The difference between the Old and New Testaments is that the New Testament offers hope and restoration to those caught up in the sin of homosexuality through the redeeming power of Jesus. It is the same hope that is offered to anyone who chooses to accept it (John 1:12; 3:16–18).

God’s standards of holiness did not change with the coming of Jesus, because God does not change (Malachi 3:6; Hebrews 13:8). The New Testament is a continuing revelation of God’s interaction with humanity. God hated idolatry in the Old Testament (Deuteronomy 5:8), and He still hates it in the New (1 John 5:21). What was immoral in the Old Testament is still immoral in the New.

The New Testament says that homosexuality is a “shameful lust” (Romans 1:26), a “shameful act,” an abandonment of “natural relations” (Romans 1:27), a “wrongdoing” (1 Corinthians 6:9), and “sexual immorality and perversion” (Jude 1:7).
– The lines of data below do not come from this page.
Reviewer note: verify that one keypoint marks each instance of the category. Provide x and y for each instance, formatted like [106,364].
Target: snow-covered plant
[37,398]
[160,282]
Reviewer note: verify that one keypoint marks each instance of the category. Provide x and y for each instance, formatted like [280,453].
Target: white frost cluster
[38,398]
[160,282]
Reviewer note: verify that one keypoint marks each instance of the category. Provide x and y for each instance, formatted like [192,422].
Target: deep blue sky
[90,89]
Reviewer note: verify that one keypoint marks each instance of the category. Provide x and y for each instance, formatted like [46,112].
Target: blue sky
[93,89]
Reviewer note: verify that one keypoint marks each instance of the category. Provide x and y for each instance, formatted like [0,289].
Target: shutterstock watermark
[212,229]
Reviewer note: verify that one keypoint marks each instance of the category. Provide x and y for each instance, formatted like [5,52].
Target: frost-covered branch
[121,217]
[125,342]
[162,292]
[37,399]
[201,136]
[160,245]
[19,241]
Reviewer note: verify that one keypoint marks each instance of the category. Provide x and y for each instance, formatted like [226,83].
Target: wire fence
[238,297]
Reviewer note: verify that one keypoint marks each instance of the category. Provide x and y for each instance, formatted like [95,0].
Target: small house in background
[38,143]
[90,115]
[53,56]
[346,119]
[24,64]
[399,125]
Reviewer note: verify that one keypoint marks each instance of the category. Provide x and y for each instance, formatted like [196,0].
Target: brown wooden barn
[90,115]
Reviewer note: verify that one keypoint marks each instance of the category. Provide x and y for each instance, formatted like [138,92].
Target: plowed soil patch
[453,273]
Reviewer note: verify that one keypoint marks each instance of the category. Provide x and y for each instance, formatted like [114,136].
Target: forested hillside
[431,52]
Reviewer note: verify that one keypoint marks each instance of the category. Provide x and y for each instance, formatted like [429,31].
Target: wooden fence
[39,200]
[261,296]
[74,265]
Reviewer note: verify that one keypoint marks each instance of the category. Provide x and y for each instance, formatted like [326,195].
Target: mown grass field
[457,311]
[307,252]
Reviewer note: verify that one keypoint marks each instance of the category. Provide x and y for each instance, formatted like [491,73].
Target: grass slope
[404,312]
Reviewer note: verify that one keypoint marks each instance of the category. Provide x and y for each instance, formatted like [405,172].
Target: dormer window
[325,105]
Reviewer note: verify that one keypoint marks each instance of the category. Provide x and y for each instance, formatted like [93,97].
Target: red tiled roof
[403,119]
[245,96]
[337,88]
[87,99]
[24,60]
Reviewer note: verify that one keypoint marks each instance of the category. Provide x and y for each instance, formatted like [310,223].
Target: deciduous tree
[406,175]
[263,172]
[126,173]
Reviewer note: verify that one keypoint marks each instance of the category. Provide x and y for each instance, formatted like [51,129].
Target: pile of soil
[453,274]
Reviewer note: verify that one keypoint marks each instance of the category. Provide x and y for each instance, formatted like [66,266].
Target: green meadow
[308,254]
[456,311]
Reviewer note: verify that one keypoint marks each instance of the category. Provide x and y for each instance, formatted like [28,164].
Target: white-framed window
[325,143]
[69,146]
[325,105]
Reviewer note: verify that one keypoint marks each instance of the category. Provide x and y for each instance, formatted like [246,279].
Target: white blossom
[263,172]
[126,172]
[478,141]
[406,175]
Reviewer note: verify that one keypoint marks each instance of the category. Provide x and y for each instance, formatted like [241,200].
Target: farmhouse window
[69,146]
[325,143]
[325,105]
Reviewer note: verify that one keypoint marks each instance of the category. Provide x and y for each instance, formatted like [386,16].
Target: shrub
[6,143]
Homosexuality carries a “due penalty” (Romans 1:27), “is contrary to the sound doctrine” (1 Timothy 1:10), and is listed among the sins that bar people from the kingdom of God (1 Corinthians 6:9). Despite the attempts of some to downplay these verses, the Bible could not be clearer that homosexuality is a sin against God.

As a Christian I am not the one to judge someone for their sins. But I feel that sharing what is in God’s Word is the role for which we were created. We were commanded to love the Lord with all our heart, mind and soul and to love our neighbor as ourselves. But I pray that we all would recognize our own sins, repent, ask Jesus for forgiveness and come into our lives and change us to be His light.